Des responsabilités pénales et civiles, et des réparations dues aux dommages de pollution par hydrocarbures - Analyse comparative de l’affaire du Prestige et l’affaire similaire de l’Erika au miroir des droits français et espagnol
Le 13 novembre 2002, le navire pétrolier Prestige a subi un accident au large des côtes de Galice, dans le nord de l’Espagne. Cet évènement provoqua le déversement en pleine mer des 77000 tonnes de fioul que le navire, âgé de plus de 20 ans, transportait. Avant de sombrer, ce pétrolier appartenant à l’armateur grec Mare Shipping domicilié au Libéria, et battant pavillon de complaisance des Bahamas, avait erré durant plusieurs jours dans le sud du golfe de Gascogne alors qu’il était en détresse et souffrait une brèche dans sa coque.
Au même moment, la direction de la marine marchande espagnole refusa son entrée dans un port de la côte nord, préférant la solution du remorquage au large. Malheureusement, la coque du pétrolier ne résista pas aux conditions hivernales et le navire finit par se briser en deux au nord du Cap Finisterre (Espagne). Ce seront près de 3000 km de côtes qui seront pollués en raison des courants répandant le fioul lourd du Portugal à la Bretagne (García Rubio, La responsabilidad por los daños causados por el hundimiento del prestige, 2007, p. 23s.).
Hélas, ce désastre n’était pas le premier ; trois ans auparavant, c’est l’Erika qui subit les mêmes vicissitudes - avec des conséquences équivalentes pour les côtes de Bretagne.
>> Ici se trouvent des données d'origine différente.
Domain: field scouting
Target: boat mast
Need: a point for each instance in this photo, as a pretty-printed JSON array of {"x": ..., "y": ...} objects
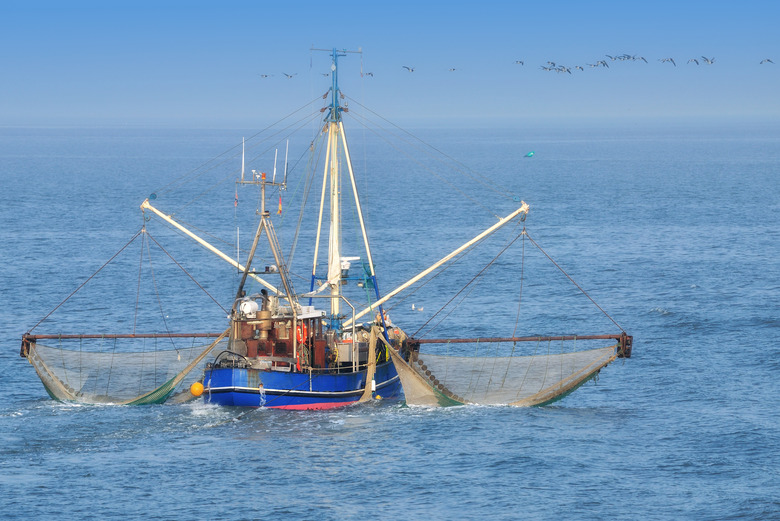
[{"x": 336, "y": 151}]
« Un mal pour un bien », pourrait-on dire, beaucoup espérèrent, déjà avec l’Erika, et plus que jamais avec le Prestige, que ces tristes évènements pussent servir à prévenir et empêcher d’autres situations à haut risque. Conscients de la faiblesse relative des victimes face à des opérateurs économiquement puissants, les juges français et espagnols se sont placés tous deux dans une dynamique de réparation du préjudice écologique subi, à travers des jurisprudences indéniablement favorables aux victimes. Ces juges ont eu à cœur de dédommager au maximum les victimes mettant en question la déresponsabilisation invoquée par certains acteurs. Ainsi ces acteurs n’ont-ils pas hésité à utiliser notamment les mécanismes de limitation de responsabilité civile prévus par certaines conventions, comme la convention de 1992 sur la responsabilité civile régissant la responsabilité des propriétaires de navires au titre des dommages de pollution par les hydrocarbures.
En comparaison du droit français, les juges espagnols fondent-ils la responsabilité des acteurs et le dédommagement des victimes du Prestige sur les responsabilités pénales spéciales, ou sur la responsabilité civile ?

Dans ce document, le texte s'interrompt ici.